Adana’nın eski dokusu içinde bulunan ve 1507’de inşa edilen Ulu Cami, sekizgen minaresi ve siyah-beyaz mermerin yanında İznik çinileriyle donatılmış mihrabıyla görülmeye değer. Ramazanoğulları Beyliği döneminde camiyi yaptıran Halil Bey’in türbesi de caminin hemen yanında bulunuyor. Caminin mihrabı kadar ilginç olan bir başka detayı da, alıştığımız tarzdan farklı olarak inşa edilmiş olan sekizgen minaresi. Kentteki bir diğer önemli tarihi cami olan Yağ Camii, Saint Jacque adına yaptırılan bir kiliseden, 1501 yılında camiye dönüştürülmüş. Eski Cami adıyla da bilinen yapıya Yağ Camii denmesinin sebebi ise bir zamanlar önünde yağ pazarı kuruluyor olması.

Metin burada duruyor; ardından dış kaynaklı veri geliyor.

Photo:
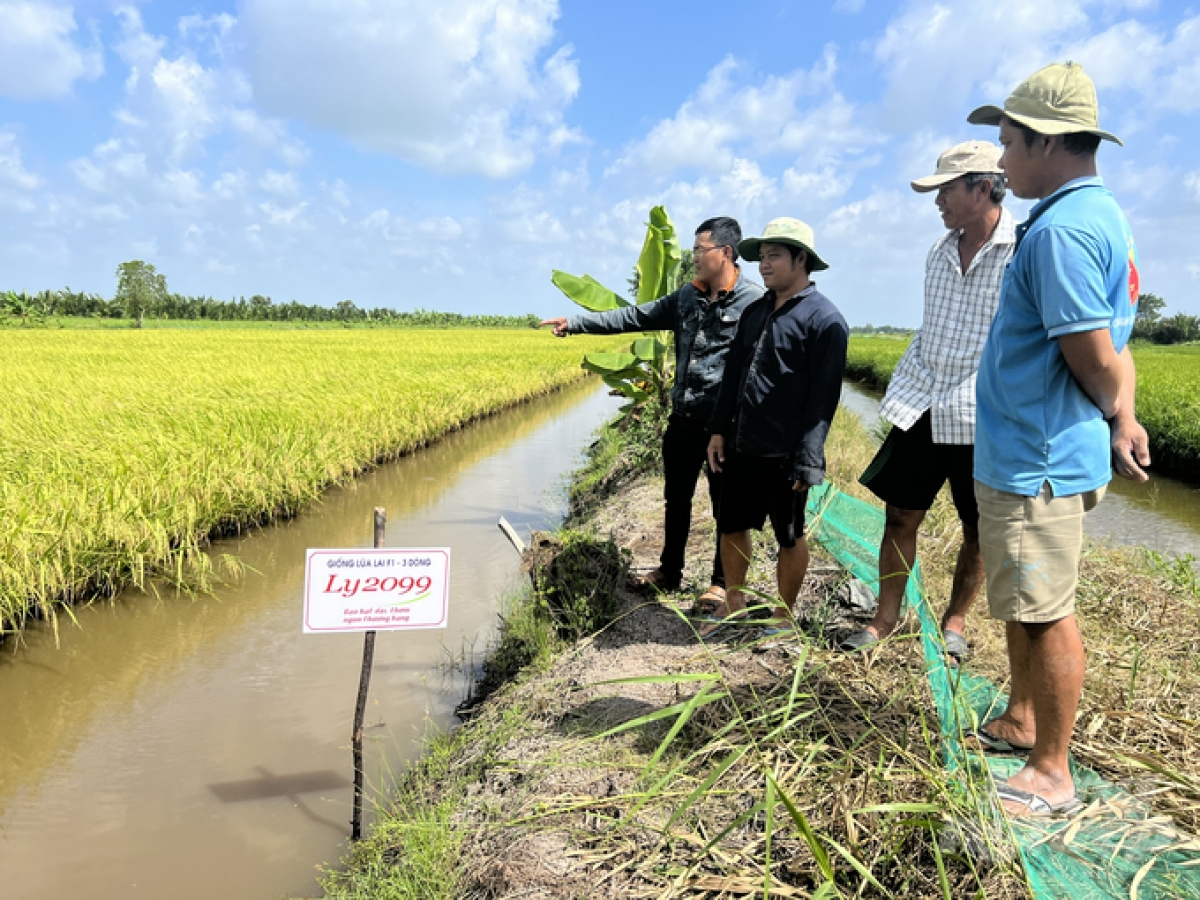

Seyhan Nehri üzerindeki, 4. yüzyılda Roma İmparatoru Hadrianus tarafından inşa ettirilen Taş Köprü, kentin simgesi. 319 metre uzunluğundaki köprünün geçmişte var olan 21 kemerinden bugün sadece 14’ü ayakta. Taş Köprü, Seyhan Nehri’nin bir tarafındaki modern otel binasıyla, diğer tarafındaki Sabancı Camii’ni birleştiriyor gibi görünüyor. Bu görüntü de, geçmişle geleceğin bir arada yaşandığı kente çok uygun düşüyor.
Büyük Saat Kulesi, tarihsel öneminin yanında adres tariflerinin baş rolünde olma özelliği taşıyor. Adana’nın eski bölgesinde adres sorduğunuzda tüm tarifler bu saat kulesi referans alınarak yapılıyor. 1881 yılında Vali Ziya Paşa tarafından yapımı başlatılan kule, 1882 yılında Vali Abidin Paşa tarafından tamamlatılmış. Kent, müze bakımından oldukça zengin. 1924 yılında kurulmuş olan Arkeoloji Müzesi, Hitit ve Roma eserleriyle dikkat çekiyor. Müzenin en ilgi çekici eseri ise, M.Ö. 7. yüzyıla tarihlenen Hitit Tanrısı Tarhunda’nın heykelciği. Ayrıca müze, sikkeleriyle de ünlü.
Etnografya Müzesi ise tarihi bir kilise binasında hizmet veriyor. Bina, Fransız işgali sırasında askeri hastane olarakta kullanılmış. Müzede, İslami taş eserlerin yanında Türkmen aşiretlerine ait etnografik objeler de sergileniyor. 1923’te kenti ziyaret eden Atatürk’ün, eşi Latife Hanım’la birlikte konakladığı, 19. yüzyılda yapılmış geleneksel bir Adana evi, restore edilerek Atatürk Bilim ve Kültür Müzesi olarak düzenlenmiş. Orijinal eşyaların yanında Atatürk’ün Adana ziyareti sırasında çekilmiş olan fotograflarını da burada görebilirsiniz.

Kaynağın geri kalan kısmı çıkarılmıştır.